The MP for North Okanagan Shuswap says he has a lot of questions about the Liberal plan to legalize recreational use of marijuana.
Conservative Mel Arnold wonders how the government will get the training and tools in place for the testing and enforcement by the target date of July 1, 2018.
“I think they made an election promise that they hadn’t fully thought out. There’s a lot of questions to be raised.”
Arnold says small business needs guidelines for machine or equipment operators.
“How would you feel about taking your car in to have the brakes done by somebody who just smoked up around the corner. Those are the things they haven’t really looked at,” Arnold tells Kiss FM
Arnold feels the Trudeau government is rushing the plan just to meet an election promise.
“The status quo wasn’t working. We needed to go to decriminalization, but it’s not something they can solve just to meet a deadline target. They need to fully consult government agencies.”
Arnold has concerns about the idea of not laying charges for those under 18 caught with pot due to the ongoing effects of having a criminal record.
“What kind of a message does that send by saying you have to be 18 to buy it, but if you have it under 18, were not going to charge you? It’s a very mixed message.”
Arnold gives the legislation a failing grade at this point, saying it needs a lot more discussion.
The bill would set 18 as the minimum legal age to buy pot, and would allow adults to possess or buy up to 30 grams.
Justice Minister Judy Wilson Raybould says the government will take a zero-tolerance approach to drug-impaired driving.
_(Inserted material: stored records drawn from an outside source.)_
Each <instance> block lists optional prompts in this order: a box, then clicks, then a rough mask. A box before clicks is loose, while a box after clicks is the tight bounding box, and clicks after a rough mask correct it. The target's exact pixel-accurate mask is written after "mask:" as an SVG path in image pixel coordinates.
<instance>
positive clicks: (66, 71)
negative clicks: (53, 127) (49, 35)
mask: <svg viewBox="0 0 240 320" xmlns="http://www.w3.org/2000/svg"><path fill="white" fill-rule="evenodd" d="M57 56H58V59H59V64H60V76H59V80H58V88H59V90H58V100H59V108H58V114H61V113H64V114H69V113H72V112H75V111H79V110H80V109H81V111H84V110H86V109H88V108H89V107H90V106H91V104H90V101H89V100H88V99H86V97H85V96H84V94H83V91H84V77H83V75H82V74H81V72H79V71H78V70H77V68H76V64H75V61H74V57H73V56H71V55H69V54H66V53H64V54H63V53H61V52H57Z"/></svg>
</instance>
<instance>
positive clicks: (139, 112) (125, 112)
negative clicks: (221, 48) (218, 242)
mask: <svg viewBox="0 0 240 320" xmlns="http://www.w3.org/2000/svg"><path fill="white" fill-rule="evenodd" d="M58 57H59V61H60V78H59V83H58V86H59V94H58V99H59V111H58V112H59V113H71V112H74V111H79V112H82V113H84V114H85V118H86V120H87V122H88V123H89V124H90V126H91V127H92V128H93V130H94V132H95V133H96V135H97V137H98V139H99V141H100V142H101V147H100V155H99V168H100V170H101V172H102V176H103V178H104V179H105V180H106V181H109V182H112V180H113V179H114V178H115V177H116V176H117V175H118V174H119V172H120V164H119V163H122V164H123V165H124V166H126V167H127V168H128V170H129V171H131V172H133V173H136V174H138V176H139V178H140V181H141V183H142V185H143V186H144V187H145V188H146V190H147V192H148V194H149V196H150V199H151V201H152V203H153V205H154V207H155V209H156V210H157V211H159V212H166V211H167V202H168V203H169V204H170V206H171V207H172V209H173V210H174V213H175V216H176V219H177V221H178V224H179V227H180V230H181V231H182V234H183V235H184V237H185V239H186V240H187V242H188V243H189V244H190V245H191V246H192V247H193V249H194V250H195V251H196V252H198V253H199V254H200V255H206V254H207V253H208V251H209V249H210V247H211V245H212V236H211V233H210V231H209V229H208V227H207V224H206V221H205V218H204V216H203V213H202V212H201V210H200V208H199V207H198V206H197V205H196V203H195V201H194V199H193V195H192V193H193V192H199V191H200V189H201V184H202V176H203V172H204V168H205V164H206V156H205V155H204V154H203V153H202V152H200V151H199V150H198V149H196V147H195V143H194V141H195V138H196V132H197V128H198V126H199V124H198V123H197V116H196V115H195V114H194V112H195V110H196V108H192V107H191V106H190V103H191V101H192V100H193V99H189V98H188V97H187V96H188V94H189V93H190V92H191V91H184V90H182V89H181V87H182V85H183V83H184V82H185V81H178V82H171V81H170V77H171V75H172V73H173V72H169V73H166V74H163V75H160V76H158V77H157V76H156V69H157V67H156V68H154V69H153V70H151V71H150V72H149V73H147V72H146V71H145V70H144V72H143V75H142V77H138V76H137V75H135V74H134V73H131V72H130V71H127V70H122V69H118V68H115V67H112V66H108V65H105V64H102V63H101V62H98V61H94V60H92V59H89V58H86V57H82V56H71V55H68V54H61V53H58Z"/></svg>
“The police would be authorized to demand an oral fluid sample if they have reasonable suspicion that the driver has drugs in their body,” says the minister.
Health Minister Jane Philpott says there will be measures to prevent use by young people.
“The proposed legislation introduces severe penalties for those who sell our give cannabis to youth. It also restricts the advertising and promotion of cannabis so as not to appeal to youth.”
Consumers would be able to grow up to four plants at home or buy from a licensed retailer.